The "maturity" of the game is one thing that proponents of The Witcher constantly push. This aspect is something that I really can't agree with, as The Witcher is only mature if you interpret maturity in the crudest possible sense. Having characters swear frequently using what are considered the most offensive profanities in English is not mature, it's just a cheap shot to provide a shock attraction. I think the people who declare the swearing a demonstration of the game's maturity don't understand how artificial and incongruous it is to have someone drop obscenities over trivial matters. I'm not against swearing in games, but if the emotional investment of a character doesn't match their language, I consider it nothing more than a pathetic attempt to convince people that the game is mature. It's not merely bad acting, it's bad writing, and the game seems juvenile as a result. As for the "sex cards" you get from "romancing" the various females in the game, well, the less said the better. Adding gratuituous and meaningless sex is worse than swearing. (I could continue, but I don't want the whole post to turn into a complain about this subject)
Apparently this represents maturity in gaming
There's also the issue of choice. Now, maybe this is a result of not having played enough of the game, but I haven't really felt that challenged by the choices so far, nor felt that they particularly mattered that much. Maybe as I progress further into the game, I'll see delayed effects of those decisions. I've been told that does happen in The Witcher, which might go some way towards fixing that problem. Perhaps I'm being a little harsh here, as I like the idea of being forced to pick between two choices where neither seems to be better than the other, and The Witcher does seem to do that. However, it just feels that the presentation of these decisions is lacking, as it's not like Alpha Protocol where I actually cared about the small decisions. I think the issue is that either there doesn't seem to be a whole lot at stake when it comes to making a choice, or I have no personal involvement and am not really invested in the decision as a character.
However, the point where I really have to take issue with the game is its dialogue, because it really is ordinary. Yes, I understand that the game's developers are not native English speakers, but The Witcher really struggles in this department. I'll say upfront that I don't like Geralt's personality, but the whole issue of having a pre-set character is not something that particularly bothers me in a game - I can deal with it provided that I have some control over them. However... in The Witcher, I don't. Many conversations are lengthy cutscenes, where it is Geralt and an NPC (or NPCs) talking back and forth without any interaction from me. Having a conversation of a half a dozen to a dozen lines without any input from me simply because I clicked on an NPC is not something I appreciate. Take this example of a dwarven blacksmith. Geralt and he exchange greetings, then have an extended chat about the hatred for non-humans, leaving me to watch while Geralt does the talking.
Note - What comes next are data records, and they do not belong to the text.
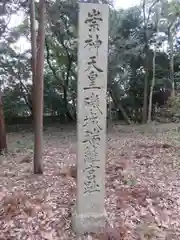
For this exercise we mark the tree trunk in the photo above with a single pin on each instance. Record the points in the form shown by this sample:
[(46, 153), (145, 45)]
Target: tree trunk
[(145, 103), (171, 62), (33, 51), (3, 143), (39, 92), (154, 71)]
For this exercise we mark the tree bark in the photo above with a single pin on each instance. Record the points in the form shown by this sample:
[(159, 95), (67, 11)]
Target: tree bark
[(39, 92), (171, 61), (154, 71), (3, 143), (33, 51)]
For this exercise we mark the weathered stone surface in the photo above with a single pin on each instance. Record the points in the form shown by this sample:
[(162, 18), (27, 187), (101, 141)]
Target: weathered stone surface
[(89, 212)]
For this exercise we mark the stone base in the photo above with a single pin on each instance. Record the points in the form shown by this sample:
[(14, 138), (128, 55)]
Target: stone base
[(91, 223)]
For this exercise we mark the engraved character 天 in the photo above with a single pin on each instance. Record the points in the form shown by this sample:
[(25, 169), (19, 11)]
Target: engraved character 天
[(91, 42), (93, 19), (93, 118), (90, 154), (91, 186), (92, 137), (92, 63), (93, 101)]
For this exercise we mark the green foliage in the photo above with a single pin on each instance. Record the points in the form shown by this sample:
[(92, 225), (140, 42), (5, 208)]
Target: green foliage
[(126, 68)]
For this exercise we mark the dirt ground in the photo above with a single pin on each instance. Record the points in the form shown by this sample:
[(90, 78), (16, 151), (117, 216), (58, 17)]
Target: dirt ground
[(142, 185)]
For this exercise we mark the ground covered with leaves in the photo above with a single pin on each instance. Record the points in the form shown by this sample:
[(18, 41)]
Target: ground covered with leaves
[(142, 185)]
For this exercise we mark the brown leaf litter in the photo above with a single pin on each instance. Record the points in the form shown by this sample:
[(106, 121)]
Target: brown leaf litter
[(142, 187)]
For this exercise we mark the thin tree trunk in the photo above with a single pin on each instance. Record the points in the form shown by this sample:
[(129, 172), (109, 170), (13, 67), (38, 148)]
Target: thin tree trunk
[(33, 51), (171, 62), (39, 92), (3, 143), (145, 103), (154, 70), (152, 87)]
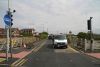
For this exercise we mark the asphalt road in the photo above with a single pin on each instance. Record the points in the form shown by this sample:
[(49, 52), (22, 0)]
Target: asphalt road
[(47, 56)]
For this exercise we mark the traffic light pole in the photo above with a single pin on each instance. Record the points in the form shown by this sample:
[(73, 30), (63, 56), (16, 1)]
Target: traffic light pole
[(10, 36), (7, 46)]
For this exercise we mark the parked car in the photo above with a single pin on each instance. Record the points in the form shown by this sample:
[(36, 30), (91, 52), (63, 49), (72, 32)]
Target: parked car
[(60, 41)]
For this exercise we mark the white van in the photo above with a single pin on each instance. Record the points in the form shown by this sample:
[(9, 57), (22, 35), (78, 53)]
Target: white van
[(60, 41)]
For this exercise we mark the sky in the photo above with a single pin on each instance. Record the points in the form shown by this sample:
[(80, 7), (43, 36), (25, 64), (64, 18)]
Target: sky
[(54, 16)]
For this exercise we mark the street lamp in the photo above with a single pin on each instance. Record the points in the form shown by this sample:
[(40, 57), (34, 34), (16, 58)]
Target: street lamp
[(89, 22)]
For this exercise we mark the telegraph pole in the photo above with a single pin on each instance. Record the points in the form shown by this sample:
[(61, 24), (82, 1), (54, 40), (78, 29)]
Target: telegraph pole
[(90, 29)]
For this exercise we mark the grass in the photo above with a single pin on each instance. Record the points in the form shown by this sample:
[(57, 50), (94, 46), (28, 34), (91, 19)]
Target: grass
[(2, 59)]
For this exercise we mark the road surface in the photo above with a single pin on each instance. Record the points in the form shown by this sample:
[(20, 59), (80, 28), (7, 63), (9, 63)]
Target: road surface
[(47, 56)]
A cutscene... err, I mean conversation, from the game
When you do actually get to control the conversation, you have fairly limited conversation options at your disposal, and the characters seem to just spout exposition at you as opposed to engaging in "real" dialogue. Even worse, many conversations will also automatically continue in an exchange like the one described above without additional input beyond your first dialogue choice! This further enforces the reality that you're "watching" the game rather than "playing" it. Finally, there's the issue where I can anger an NPC to the point that they won't talk to me again simply from picking one wrong dialogue choice, and it's not even clear that I am saying something particularly offensive. Feeling I have to save before every conversation just in case I happen to say the wrong thing is a clear indication of a terrible implementation of conversation trees. Again, taking the example of the dwarf above, it's possible for me to ask him if he trades with these people he mentions. Suddenly he swears at me (there's that "maturity" again) and then refuses to talk to me at all.
*beep* Wrong answer! One permanently annoyed NPC coming up.
Regardless, I'll still attempt to persevere with The Witcher. I just can't see how it is getting so much praise for being such a great game when all I'm seeing is a mostly stale experience. A stale experience in a potentially interesting setting, mind you, it's just that the game doesn't seem to deliver anything to do justice to what appears to be a well-developed world.